Sébastien Tran, directeur général d’Audencia BS

Directeur d’Audencia depuis la mi-janvier 2024, Sébastien Tran est un fin connaisseur de l’enseignement supérieur pour avoir déjà occupé des postes de direction au sein du Pôle Léonard de Vinci, de l’EMLV, l’ISC Paris, l’EM Normandie et Excelia. Il prend aujourd’hui la direction d’une école aux excellents fondamentaux mais qui n’en a pas moins connu des turbulences ces dernières années.

Olivier Rollot : Qu’est-ce qui vous a poussé à prendre la direction d’Audencia ? Quelles caractéristiques de l’école vous ont séduit ?

Sébastien Tran : Après six années passées au Pôle Léonard de Vinci j’avais bien fait avancer le plan stratégique. Il était temps pour moi de me consacrer à une nouvelle aventure professionnelle. Or je suis depuis longtemps l’actualité d’Audencia. Depuis mon premier poste à La Rochelle, je sais que c’est une école modèle en matière de responsabilité sociale et environnementale (RSE) comme de développement durable. Je me retrouvais donc bien dans son projet stratégique Ecos 2025 avec également son positionnement très axé sur l’hybridation des compétences.

L’Alliance qui lie Audencia à Centrale Nantes et à l’Ecole nationale supérieure d’architecture de Nantes (ensa Nantes) en fait une école précurseur. Audencia a d’ailleurs d’autres doubles diplômes hybrides que ce soit en design, avec l’Ecole de design Nantes Atlantique, en architecture, dans les arts, etc. et cela en France mais aussi à l’international.

En résumé Audencia est une très belle marque dans une très belle école avant-gardiste sur les questions de transition. Une logique proche de mes propres fondamentaux. C’est assez naturellement que j’ai accepté d’en prendre la direction.

O. R : La vie d’Audencia n’a pas été qu’un long fleuve tranquille ces dernières années. Plusieurs directeurs se sont succédé rapidement et la presse locale s’est emparée de problèmes de gestion des ressources humaines. Qu’allez-vous faire pour ramener la sérénité dans les murs ?

S. T : Audencia a vécu une crise de croissance qui a amené quelques dysfonctionnements sur lesquels les équipes ont travaillé avant mon arrivée. Un audit a été réalisé et un chantier est en cours. Ma feuille de route est de construire un modèle d’organisation plus en phase avec la mise en œuvre d’un plan stratégique Ecos 2025 très ambitieux qui a conduit à des goulets d’étranglement.

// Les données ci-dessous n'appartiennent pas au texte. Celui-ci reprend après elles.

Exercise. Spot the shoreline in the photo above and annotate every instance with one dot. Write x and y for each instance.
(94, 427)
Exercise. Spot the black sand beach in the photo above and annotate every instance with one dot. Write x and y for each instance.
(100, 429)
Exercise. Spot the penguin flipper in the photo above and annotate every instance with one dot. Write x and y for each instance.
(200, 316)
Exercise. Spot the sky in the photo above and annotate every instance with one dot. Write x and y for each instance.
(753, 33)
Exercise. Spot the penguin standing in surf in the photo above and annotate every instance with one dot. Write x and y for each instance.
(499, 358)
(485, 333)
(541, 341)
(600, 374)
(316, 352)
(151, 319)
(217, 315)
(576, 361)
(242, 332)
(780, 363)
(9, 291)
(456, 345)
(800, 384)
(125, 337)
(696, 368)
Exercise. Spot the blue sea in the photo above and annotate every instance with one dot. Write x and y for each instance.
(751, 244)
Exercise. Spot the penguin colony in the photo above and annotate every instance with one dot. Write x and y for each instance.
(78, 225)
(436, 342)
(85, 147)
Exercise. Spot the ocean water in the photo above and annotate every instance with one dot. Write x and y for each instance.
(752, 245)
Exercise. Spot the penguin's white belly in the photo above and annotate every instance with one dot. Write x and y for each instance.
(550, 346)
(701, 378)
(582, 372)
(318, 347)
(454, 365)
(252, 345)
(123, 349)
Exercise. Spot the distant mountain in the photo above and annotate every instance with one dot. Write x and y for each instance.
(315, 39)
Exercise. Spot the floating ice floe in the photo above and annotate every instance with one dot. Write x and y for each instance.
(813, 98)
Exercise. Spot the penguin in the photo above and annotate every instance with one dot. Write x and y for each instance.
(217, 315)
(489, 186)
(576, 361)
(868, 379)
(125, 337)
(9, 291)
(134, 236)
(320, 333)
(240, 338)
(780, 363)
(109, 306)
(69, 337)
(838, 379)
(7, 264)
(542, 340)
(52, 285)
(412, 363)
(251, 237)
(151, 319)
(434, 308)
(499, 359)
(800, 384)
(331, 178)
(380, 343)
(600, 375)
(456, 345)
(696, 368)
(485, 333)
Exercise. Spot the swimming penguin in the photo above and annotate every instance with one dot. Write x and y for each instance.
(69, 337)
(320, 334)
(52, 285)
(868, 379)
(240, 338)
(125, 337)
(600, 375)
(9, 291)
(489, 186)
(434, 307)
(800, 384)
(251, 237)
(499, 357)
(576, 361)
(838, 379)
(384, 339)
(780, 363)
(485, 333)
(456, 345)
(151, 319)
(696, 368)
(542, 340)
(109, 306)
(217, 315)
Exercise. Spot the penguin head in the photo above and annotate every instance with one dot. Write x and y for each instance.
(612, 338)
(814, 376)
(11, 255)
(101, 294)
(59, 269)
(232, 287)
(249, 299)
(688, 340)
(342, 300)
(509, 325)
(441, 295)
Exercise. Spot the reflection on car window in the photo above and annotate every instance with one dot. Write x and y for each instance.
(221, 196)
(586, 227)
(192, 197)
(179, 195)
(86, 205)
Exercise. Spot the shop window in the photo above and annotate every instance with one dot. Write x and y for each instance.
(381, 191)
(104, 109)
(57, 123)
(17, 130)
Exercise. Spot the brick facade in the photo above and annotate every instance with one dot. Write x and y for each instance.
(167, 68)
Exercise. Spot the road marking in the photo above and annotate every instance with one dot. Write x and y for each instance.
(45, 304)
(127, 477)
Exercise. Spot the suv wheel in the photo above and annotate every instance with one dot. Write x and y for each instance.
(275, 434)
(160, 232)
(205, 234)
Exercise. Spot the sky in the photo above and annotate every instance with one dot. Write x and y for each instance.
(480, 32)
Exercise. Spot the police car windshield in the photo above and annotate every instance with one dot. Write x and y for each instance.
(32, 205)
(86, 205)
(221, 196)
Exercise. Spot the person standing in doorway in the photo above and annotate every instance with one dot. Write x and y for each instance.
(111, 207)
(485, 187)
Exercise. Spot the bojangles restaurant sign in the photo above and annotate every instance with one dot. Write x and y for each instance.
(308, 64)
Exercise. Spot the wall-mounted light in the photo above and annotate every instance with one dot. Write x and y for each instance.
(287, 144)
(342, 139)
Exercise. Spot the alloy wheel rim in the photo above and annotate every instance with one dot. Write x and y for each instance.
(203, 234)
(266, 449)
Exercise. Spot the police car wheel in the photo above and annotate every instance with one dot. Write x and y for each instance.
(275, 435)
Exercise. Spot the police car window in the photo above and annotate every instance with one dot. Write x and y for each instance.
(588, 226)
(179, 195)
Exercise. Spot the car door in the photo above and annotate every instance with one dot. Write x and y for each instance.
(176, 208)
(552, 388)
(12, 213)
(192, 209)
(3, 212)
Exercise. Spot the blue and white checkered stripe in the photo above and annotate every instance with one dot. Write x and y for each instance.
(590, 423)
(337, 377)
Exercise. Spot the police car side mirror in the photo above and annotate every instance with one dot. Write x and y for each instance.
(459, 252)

Je suis là pour travailler sur un mode d’organisation plus en mode projet. Je vais pour cela m’appuyer sur de nouveaux responsables : un nouveau directeur général adjoint en charge des questions administratives, une nouvelle directrice administratif et financier, etc. Ensemble nous allons déclencher une nouvelle dynamique avec des équipes qui sont tout à fait dans cet état d’esprit.

Un campus totalement rénové en 2022 à Nantes

O. R : Vous allez produire un nouveau plan stratégique ?

S. T : Nous allons achever le plan Ecos 2025 puis commencer à réfléchir sur le plan 2025-2030 qui sera présenté au second semestre 2025. Nous y travaillerons avec la forte implication des parties prenantes, étudiants, entreprises, corps professoral.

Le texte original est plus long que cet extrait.